Unforced Error
My god, the compiler tools included with Visual Studio 2005 are a flaming bag of poo. How is it possible that a business built on programming can deliver such crappy tools? And the bit that's really getting under my skin right now is technology that was old and boring in 1970: command-line compilers and linkers. Witness:
Exhibit A. Manifests. Holy mother of god, what retard designed and implemented this "feature"? Here's the synopsis: each executable must have an XML resource associated with it that specifies (in part) which libraries it was linked against. So you can't distribute your application without dealing with this crud. The first sign that this is not going to be a pleasant experience is that the resource must have an ID of 1, unless you're compiling a DLL, in which case it must have an ID of 2. Good work, guys. The .manifest file is spit out by the linker, which makes some sense, but the linker doesn't contain a switch to simply stuff the damn thing into the linked file! The simple way to deal with this is to call the new manifest tool with commandlines that look like:
mt.exe -manifest some.exe.manifest -outputresource:some.exe;#1
Yeah, that's hot! ";#1"? Who the hell makes commandlines that look like that? The second way to handle this is to wait for the linker to spit out the .exe.manifest file, create a custom .res file that contains just that manifest as a resource, compile it with the resource compiler, and then link the whole thing again! Awesome!
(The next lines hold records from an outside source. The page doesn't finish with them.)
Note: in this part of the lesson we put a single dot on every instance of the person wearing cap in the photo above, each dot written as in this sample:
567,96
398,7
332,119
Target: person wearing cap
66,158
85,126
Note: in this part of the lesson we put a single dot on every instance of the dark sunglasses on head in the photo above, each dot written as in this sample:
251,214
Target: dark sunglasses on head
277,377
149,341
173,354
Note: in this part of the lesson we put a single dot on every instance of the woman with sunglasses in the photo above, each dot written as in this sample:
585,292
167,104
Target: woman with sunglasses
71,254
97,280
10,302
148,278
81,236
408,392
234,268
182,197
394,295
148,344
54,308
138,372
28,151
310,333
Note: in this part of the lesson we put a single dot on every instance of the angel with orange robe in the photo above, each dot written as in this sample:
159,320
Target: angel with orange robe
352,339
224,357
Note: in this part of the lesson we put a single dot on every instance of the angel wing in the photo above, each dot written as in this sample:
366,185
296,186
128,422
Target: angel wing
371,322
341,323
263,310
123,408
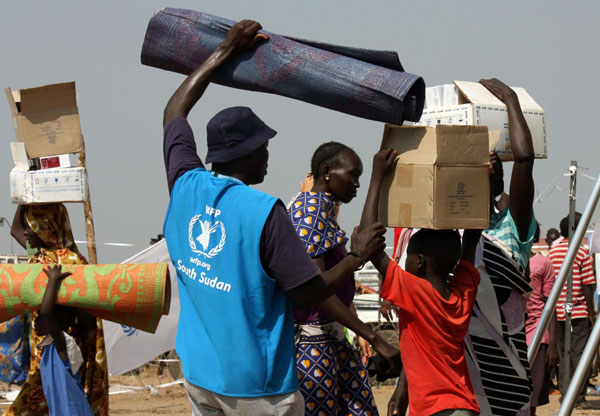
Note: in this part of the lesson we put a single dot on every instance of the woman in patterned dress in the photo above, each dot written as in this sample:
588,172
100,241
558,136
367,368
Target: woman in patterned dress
45,230
333,379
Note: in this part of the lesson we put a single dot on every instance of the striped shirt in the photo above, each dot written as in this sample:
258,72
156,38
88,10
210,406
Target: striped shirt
583,274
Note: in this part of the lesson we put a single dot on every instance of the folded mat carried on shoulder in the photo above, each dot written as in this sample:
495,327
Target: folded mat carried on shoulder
135,295
361,82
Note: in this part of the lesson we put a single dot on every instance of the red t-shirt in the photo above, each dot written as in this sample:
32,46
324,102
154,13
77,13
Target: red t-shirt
432,338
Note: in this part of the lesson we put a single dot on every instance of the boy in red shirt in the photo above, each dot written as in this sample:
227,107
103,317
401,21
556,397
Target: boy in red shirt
434,314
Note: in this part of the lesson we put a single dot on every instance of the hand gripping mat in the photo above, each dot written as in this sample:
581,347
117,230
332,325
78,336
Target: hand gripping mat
135,295
363,83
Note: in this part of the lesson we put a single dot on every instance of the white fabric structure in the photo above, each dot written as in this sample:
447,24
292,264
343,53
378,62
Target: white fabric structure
128,348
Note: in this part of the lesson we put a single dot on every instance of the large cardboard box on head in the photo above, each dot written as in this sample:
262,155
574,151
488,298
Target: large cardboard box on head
46,119
470,103
441,179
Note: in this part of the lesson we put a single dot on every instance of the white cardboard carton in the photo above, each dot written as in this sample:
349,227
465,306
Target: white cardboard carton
48,185
476,105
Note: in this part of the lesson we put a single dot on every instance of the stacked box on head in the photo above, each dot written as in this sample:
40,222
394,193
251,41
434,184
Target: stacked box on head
441,179
47,129
470,103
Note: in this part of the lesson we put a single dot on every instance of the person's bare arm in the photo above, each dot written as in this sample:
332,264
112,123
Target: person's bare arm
241,37
469,245
383,161
365,243
17,230
47,313
521,196
588,294
334,308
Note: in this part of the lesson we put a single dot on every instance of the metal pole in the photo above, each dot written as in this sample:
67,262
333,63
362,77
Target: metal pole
562,274
12,248
581,372
565,363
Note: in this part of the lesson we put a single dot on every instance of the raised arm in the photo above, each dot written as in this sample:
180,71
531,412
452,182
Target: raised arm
364,244
383,161
47,313
469,245
334,307
521,196
17,230
241,37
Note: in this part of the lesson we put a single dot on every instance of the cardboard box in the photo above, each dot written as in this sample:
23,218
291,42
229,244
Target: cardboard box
58,161
470,103
441,179
48,185
46,119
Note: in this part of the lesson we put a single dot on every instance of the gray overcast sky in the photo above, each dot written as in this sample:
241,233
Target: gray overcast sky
548,47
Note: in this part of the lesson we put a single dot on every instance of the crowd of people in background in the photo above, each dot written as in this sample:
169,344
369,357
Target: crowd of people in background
467,302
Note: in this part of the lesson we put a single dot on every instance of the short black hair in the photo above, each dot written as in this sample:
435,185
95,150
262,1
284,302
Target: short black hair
442,247
331,153
564,224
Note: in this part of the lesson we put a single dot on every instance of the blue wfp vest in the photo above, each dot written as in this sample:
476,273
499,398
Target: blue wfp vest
235,335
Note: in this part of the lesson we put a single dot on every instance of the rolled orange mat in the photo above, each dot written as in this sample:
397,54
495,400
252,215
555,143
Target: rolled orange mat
135,295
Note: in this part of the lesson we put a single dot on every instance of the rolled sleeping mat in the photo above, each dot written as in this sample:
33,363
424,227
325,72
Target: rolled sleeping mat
360,82
135,295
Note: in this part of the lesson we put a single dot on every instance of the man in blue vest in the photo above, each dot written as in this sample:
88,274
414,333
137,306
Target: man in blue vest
239,262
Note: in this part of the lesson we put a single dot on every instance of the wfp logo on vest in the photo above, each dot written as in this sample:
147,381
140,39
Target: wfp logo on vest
206,237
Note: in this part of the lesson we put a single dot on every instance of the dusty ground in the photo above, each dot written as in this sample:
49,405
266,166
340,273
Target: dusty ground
171,400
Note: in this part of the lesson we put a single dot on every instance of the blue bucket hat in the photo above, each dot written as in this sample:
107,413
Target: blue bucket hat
235,132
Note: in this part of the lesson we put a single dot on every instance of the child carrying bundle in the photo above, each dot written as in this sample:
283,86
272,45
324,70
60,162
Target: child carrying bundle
61,357
434,309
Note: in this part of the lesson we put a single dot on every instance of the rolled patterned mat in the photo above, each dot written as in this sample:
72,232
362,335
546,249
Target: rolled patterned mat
364,83
135,295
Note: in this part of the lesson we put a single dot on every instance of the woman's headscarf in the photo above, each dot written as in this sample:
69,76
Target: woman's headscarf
313,216
50,222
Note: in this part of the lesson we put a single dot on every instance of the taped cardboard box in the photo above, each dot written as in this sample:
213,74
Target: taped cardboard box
48,185
441,179
470,103
46,119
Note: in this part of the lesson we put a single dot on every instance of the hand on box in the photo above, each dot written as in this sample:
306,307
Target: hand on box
499,89
383,161
368,242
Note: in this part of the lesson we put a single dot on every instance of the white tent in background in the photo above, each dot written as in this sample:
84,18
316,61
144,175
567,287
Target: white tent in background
128,348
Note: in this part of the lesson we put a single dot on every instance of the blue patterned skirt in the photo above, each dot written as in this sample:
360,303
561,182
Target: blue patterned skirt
332,378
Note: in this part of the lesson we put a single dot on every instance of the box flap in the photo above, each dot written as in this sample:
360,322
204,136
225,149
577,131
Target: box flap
462,145
415,144
476,93
48,97
19,154
525,100
494,138
11,101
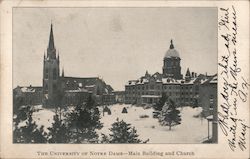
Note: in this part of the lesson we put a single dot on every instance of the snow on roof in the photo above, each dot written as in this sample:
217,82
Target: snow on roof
90,86
150,96
191,81
28,89
214,79
77,90
169,81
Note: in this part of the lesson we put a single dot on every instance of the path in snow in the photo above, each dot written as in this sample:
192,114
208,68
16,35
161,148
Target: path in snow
191,130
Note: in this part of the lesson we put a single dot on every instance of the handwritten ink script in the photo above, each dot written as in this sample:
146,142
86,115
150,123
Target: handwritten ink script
235,85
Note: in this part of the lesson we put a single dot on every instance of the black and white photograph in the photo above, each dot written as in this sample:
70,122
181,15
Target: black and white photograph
115,75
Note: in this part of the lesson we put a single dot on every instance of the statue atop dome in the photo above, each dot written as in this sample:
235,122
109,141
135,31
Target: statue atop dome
171,66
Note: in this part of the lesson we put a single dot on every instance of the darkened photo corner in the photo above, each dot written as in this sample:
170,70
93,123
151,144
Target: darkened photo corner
115,75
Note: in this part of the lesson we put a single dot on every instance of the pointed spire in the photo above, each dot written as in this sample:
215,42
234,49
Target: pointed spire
63,72
58,57
51,45
171,44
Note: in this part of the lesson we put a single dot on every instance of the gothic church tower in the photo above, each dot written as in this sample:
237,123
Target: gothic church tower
50,73
171,63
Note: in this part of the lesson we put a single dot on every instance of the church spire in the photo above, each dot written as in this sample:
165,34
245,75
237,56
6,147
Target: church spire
171,44
51,45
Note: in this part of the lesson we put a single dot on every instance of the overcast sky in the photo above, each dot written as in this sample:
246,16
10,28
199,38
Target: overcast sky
117,44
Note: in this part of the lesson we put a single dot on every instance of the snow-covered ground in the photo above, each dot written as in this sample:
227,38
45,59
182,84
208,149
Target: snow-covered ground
191,129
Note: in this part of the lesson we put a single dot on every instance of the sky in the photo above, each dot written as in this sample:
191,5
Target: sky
115,44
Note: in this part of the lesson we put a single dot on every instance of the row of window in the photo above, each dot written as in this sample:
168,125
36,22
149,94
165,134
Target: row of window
55,75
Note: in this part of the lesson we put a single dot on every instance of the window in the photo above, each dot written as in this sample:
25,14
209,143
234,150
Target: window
151,86
46,73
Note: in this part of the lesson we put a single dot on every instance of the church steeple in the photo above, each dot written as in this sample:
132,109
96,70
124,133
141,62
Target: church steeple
171,44
51,45
63,72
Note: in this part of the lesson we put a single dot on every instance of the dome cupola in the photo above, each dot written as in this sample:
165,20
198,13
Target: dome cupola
171,51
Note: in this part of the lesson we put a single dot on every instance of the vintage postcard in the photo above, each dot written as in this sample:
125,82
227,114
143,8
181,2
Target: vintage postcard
124,79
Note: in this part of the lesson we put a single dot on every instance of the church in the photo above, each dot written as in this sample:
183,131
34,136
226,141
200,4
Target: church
56,86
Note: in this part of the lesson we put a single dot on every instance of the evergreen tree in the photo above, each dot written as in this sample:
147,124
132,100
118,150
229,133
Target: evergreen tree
121,132
83,121
58,133
158,106
29,133
169,115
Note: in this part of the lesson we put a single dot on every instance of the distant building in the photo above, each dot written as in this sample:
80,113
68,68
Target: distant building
119,96
148,89
27,95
Look, I get it. DLL hell is no fun. The install program from Gramma's recipe database trys to install the C runtime DLL from 1982 into system32. What I don't understand is why I'm being punished because Microsoft managed to screw up their access controls in the 90s. Guys: if you want to do this, add a linker switch that just does the f'ing right thing! It's not hard. The steps for a normal application are entirely deterministic. You can maintain the above lovely pieces of tech for people that are doing "innovative" things with your environment. By the way, this page is the most informative bit of documentation that I could find on this topic at MSDN. I don't know whether to laugh or cry. NMAKE is not a real build program, just document the damn switches, OK?
Exhibit B. Smarmy deprecation warnings for the C standard library functions. Attention: just because you have problems writing more than 10 lines of code without creating a remote-root buffer overflow exploit doesn't mean that I do. Why do I have to define _CRT_SECURE_NO_DEPRECATE to turn these things off? Shouldn't I have to define _HOLD_MY_HAND_PLS_THX to turn them on? You don't get to deprecate the standard library!
Exhibit C. No inline assembly for x64 targets? I know that we're supposed to pretend that the CPU doesn't exist now and code to the CLR, but hey, that doesn't work. Let me access RDTSC, please. They even removed the _emit keyword, so you can't work around the problem without building a full .asm file for MASM, and incurring function call overhead. Lovely.
Exhibit D. When I start the IDE for VC, the start page goes and loads a feed for important developer news. Good to know that time is spent on the things that matter.
Update: I just gave up on the DLL crt, and linked statically. That's probably the way to go, anyways; who the heck can predict what they're download to a users machine from WindowsUpdate.